По своей частеречной принадлежности натурморфная метафора может быть не только глагольной, но и субстантивной. В немецком языке субстантивная натурморфная метафора представлена рядом семантических классов/субтипов. Эмоции уподобляются часто таким природным явлениям, как вода («Und eine Woge von Freude» [M. Bruns], «Es kam eine Welle der Angst» [R. Musil], «hingetuepft von der Trauer um einen bereits genossenen Genuss» [F. Weiskopf], «der Traenenkelch der Wehmut» [C. Brentano]; как огонь («ein Strahl geheimer Wonne» [C. Brentano], «Hoellenflammen tiefen Zornes» [C. Brentano]); как воздух («eine Wolke von Traurigkeit» [R. Musil]. Иногда эмоции «сопряжены» с таким органам чувств, как запах («in der Dufte Schwermut» [C. Brentano]). В немецком языке они нередко имеют количественные параметры – «eine Spur Wehmut» [R. M. Rilke], «keine Spur von Genuss» [R. M. Rilke]), «Steigerung der Angst» [F. Duerrenmatt].
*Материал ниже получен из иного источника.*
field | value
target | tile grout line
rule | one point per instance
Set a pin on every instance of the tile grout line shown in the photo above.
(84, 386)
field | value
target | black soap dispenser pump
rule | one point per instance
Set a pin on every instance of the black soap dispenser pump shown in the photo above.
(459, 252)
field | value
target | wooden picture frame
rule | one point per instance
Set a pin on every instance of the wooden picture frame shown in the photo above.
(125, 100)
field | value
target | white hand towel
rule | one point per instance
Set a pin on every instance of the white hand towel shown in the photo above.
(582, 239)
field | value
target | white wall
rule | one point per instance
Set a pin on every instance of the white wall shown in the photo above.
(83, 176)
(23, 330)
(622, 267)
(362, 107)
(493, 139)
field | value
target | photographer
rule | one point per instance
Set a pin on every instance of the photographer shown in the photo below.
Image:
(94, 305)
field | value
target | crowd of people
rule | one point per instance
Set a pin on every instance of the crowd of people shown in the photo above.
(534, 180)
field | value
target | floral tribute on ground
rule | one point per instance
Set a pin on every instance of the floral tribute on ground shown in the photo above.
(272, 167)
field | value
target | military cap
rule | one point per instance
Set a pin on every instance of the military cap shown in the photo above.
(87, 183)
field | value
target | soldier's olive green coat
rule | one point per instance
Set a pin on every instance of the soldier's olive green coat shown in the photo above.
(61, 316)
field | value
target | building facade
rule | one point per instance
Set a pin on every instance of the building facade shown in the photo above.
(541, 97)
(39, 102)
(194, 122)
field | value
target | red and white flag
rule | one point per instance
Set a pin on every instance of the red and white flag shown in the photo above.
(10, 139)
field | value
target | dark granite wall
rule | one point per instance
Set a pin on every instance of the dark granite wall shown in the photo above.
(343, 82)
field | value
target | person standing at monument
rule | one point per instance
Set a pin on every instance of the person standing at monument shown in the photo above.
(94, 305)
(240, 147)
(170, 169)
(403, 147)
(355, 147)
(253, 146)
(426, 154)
В русском языке эмоции, являющиеся компонентом натурморфной субстантивной метафоры, уподобляются также как и в немецком воде (*«Прилив страха» [А. Белый], *«Отлив ужаса» [А. Белый]) и др. Они могут иметь квантитативное измерение («запасы радости» [Д. Гранин]). В отличие от немецкого языка эмоции в субстантивной натурморфной метафоре «сопряжены» с выражением лица человека (*«складки грусти» [А. Солженицын]).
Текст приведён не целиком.